Computational storage can use ASICs or FPGA domain specific processors (or accelerators). SNIA defines fixed computational storage services and programmable computational storage services. The fixed services perform dedicated services such as data compression, data encryption or simple RAID management. The programable version can run a host operating system, usually Linux and is more flexible in the local processing that it can provide. In 2021 we expect to see the greater use of storage systems with programmable computational storage services and continued use of fixed services both in hyperscale and enterprise applications.
In addition to changes in basic storage hardware, storage software will increasingly use AI tools for storage management. According to Shridar Subramanian, CMO of StorageCraft, “Cutting-edge storage tools increasingly rely on AI and machine learning to automate the data backup process. Given the exploding size of enterprise data, these intelligent tools will become vital for maintaining an efficient backup process that can quickly and effortlessly react to changing requirements while saving untold hours on manual backups.”
With many employees working at home, organizations with large amounts of valuable data have been more vulnerable to various hacking and malware attacks. Among these are ransomware attacks, where the user’s data is encrypted and the data is only released (if at all) after a ransom is paid. Storage companies have responded by pointing out that having an air gap between some storage and the networked storage, such as with magnetic tape backup, can save the loss of lots of data during an attack.

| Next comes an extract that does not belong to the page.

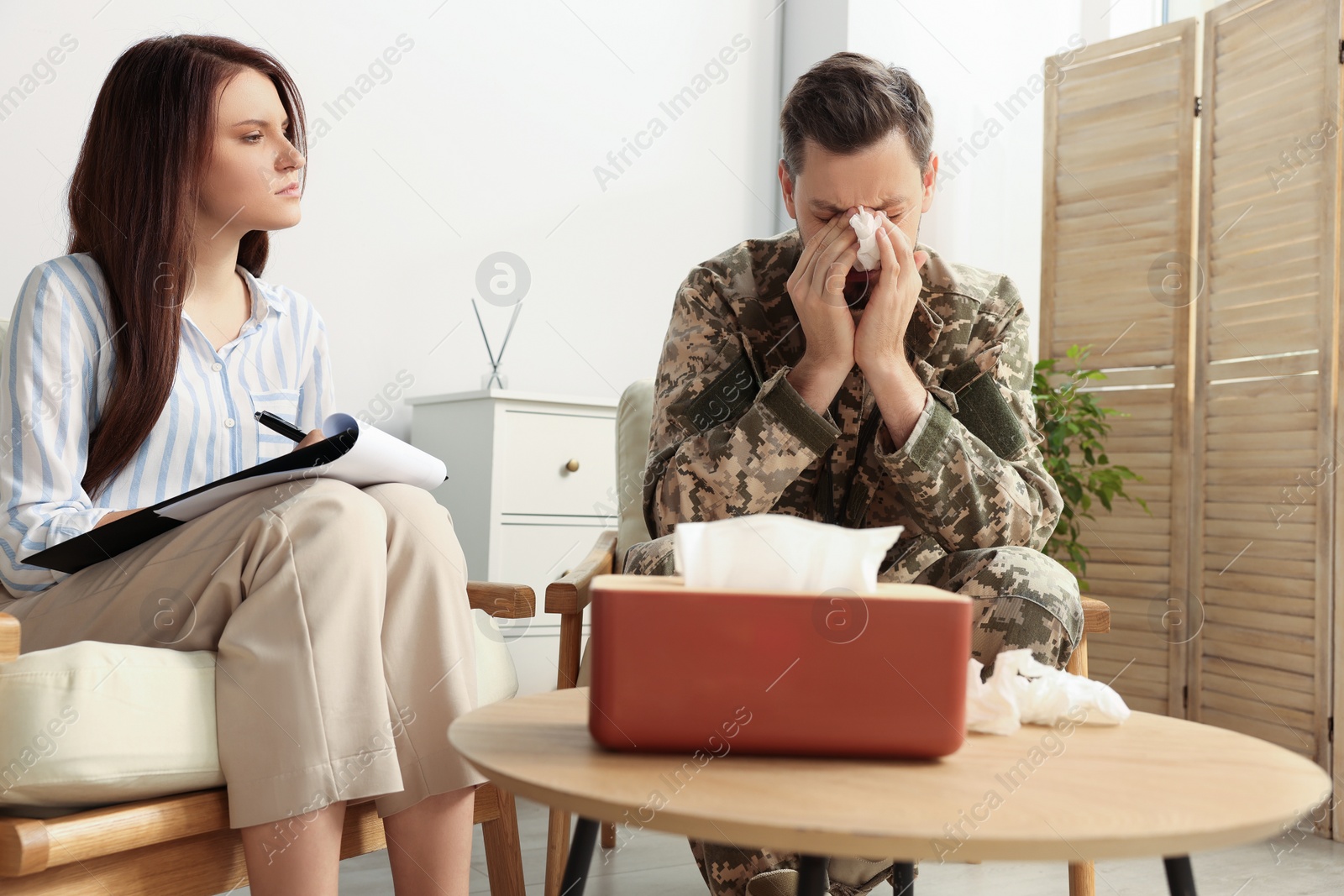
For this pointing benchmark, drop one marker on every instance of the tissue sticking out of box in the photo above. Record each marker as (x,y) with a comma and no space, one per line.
(866,228)
(1023,689)
(780,553)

Not having sensitive data on accessible hardware is an important way to protect that data. Drew Daniels, CISO and CIO of Druva said, “A strong data protection architecture will be key to ensure endpoints aren’t cluttered unnecessarily with sensitive or confidential data like PII. Instead, the focus should be on backing up such data, and then restoring it temporarily at a future time, if and when required.”

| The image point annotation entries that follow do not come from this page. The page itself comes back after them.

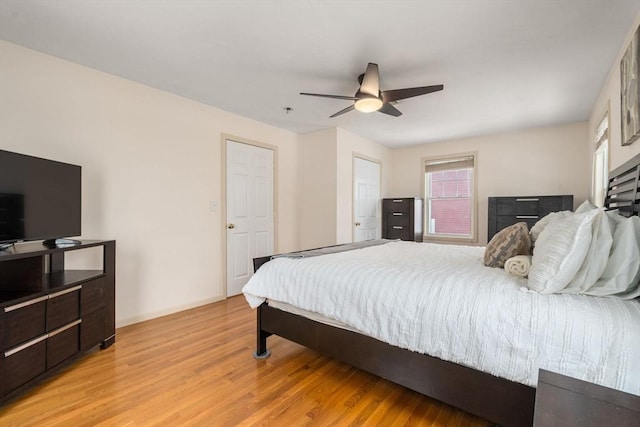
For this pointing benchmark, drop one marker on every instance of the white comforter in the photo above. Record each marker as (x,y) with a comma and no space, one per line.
(441,300)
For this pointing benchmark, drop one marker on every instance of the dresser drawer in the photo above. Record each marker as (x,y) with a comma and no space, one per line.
(399,232)
(24,363)
(92,296)
(398,218)
(24,321)
(63,307)
(63,343)
(398,205)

Other solutions are WORM and immutable data backups where encryption and other changes in data is prevented. According to Cathleen Southwick CIO for Pure Storage, “In 2021, regulatory bodies will enact stricter data privacy laws for consumer protection, and CIOs will make security their topmost priority and invest in confidential computing, the virtual private cloud, and other secure infrastructure.”

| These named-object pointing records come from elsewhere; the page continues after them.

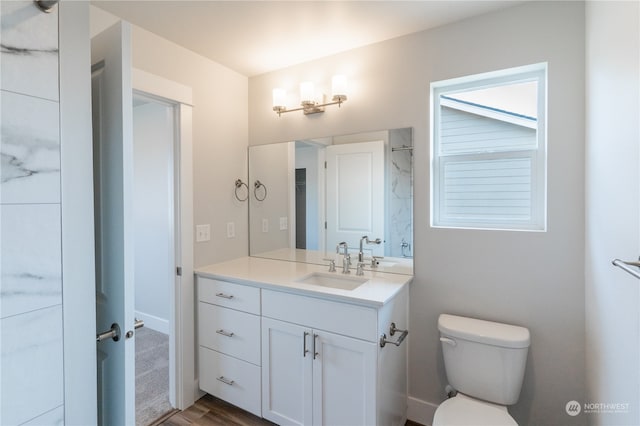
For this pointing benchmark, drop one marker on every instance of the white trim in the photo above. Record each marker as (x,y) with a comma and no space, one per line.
(156,85)
(78,258)
(420,411)
(153,322)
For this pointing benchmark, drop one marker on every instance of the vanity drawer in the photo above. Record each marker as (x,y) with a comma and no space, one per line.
(229,295)
(231,379)
(341,318)
(229,331)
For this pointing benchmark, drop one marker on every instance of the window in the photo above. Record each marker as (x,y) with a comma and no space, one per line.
(488,152)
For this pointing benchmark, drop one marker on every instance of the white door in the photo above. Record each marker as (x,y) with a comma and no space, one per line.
(344,381)
(287,355)
(113,171)
(355,195)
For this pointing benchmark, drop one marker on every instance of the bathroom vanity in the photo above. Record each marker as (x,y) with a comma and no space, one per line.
(296,344)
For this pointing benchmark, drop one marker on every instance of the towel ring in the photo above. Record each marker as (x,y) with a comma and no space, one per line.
(257,185)
(239,184)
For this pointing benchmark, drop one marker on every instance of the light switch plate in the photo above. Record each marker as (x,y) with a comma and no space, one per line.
(203,233)
(231,229)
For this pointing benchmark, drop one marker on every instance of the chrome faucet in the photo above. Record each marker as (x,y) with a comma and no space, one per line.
(368,241)
(346,260)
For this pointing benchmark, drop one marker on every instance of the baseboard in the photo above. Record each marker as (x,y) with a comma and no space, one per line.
(153,322)
(420,411)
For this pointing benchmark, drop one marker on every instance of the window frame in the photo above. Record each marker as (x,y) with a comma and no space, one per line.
(537,154)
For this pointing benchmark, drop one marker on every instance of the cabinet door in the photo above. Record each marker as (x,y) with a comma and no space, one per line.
(344,381)
(286,373)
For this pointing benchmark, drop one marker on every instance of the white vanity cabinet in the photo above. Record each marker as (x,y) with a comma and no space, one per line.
(229,342)
(321,363)
(302,354)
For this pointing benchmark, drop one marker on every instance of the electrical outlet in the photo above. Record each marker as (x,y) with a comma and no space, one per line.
(203,233)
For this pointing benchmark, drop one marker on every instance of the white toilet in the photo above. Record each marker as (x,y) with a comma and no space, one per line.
(485,364)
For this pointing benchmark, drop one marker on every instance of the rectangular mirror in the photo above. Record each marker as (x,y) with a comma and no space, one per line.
(306,196)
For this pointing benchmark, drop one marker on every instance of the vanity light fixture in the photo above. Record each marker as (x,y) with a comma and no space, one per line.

Also, in general, since data is kept on digital storage, improving the security of data movement is an important area of development as well as ways to assure that some sort of backdoor is not built into the hardware. Control of the component supply chain and ensuring the provenance of components using technologies such as distributed legers will be an important element in storage system security. In addition, there is much work going on to establish roots of trust in storage components and storage systems. We think that, after the security breaches and malware attacks in 2020, that 2021 will see a major emphasis in developing more comprehensive storage system security.
2021 will see continued growth of storage in data center to on-premises, the edge and end points to support remote work and the growth of IoT and AI workloads. NVMe and NVMe-oF will be commonly used in storage system with continuing development of CXL, GenZ and other memory fabrics. Computational storage will demonstrate useful applications and storage security will be a big focus to secure valuable institutional data.